Vitamin B7 (biotin):
- Function: Supports metabolism and healthy skin, hair, and nails.
- Sources: Egg yolks, organ meats, nuts, sweet potatoes.
- RDA: 30 mcg for both men and women.
Vitamin B9 (folic acid):
- Function: Helps the body make DNA and supports fetal development.
- Sources: Leafy green vegetables, beans, citrus fruits, fortified cereals.
- RDA: 400 mcg for both men and women.
Vitamin B12:
- Function: Supports nervous system function and helps make DNA.
- Sources: Animal products, such as meat, fish, and dairy.
- RDA: 2.4 mcg for both men and women.
Vitamin C:
Calcium:
- Function: Helps build and maintain strong bones and teeth, supports muscle and nerve function, and aids in blood clotting.
- Sources: Dairy products, leafy green vegetables, fortified foods.
- Daily recommended intake: 1000-1300 mg per day.
Iron:
- Function: Helps carry oxygen in the blood, supports immune function, and aids in energy production.
- Sources: Red meat, poultry, seafood, beans, fortified cereals.
- Daily recommended intake: 8-18 mg per day.
Magnesium:
- Function: Supports muscle and nerve function, aids in energy production, and helps regulate blood pressure and blood sugar levels.
- Sources: Leafy green vegetables, nuts, whole grains, beans.
- Daily recommended intake: 310-420 mg per day for adults.
Phosphorus:
- Function: Helps build and maintain strong bones and teeth, supports energy production, and aids in protein synthesis.
- Sources: Dairy products, meat, poultry, fish, nuts.
- Daily recommended intake: 700 mg per day for adults.
Potassium:
- Function: Supports muscle and nerve function, helps regulate blood pressure and fluid balance, and aids in heart health.

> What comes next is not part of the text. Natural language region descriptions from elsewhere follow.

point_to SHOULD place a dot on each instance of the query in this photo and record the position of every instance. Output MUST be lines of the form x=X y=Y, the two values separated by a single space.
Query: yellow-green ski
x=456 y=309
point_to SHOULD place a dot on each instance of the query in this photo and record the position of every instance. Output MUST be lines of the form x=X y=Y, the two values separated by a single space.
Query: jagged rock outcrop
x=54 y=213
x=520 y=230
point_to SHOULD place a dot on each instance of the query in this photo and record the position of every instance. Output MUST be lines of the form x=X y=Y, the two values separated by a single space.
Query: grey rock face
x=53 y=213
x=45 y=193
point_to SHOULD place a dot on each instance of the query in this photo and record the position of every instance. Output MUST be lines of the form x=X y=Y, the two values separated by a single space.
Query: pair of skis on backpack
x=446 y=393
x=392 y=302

- Sources: Fruits, vegetables, beans, dairy products.
- Daily recommended intake: 4700 mg per day for adults.
Sodium:
- Function: Helps regulate fluid balance and blood pressure, and aids in nerve and muscle function.
- Sources: Table salt, processed foods, some natural foods.
- Daily recommended intake: No more than 2300 mg per day for adults.
Zinc:
- Function: Supports immune function, aids in wound healing and protein synthesis, and helps maintain sense of taste and smell.
- Sources: Meat, seafood, beans, nuts, dairy products.
- Daily recommended intake: 8-11 mg per day for adults.
Iodine:
- Function: Essential for thyroid function and hormone production, which regulates metabolism and growth.
- Sources: Seafood, dairy products, fortified foods.
- Daily recommended intake: 150 mcg per day for adults.
Copper:
- Function: Supports immune function and aids in iron absorption and energy production.
- Sources: Seafood, nuts, seeds, whole grains, organ meats.
- Daily recommended intake: 900 mcg per day for adults.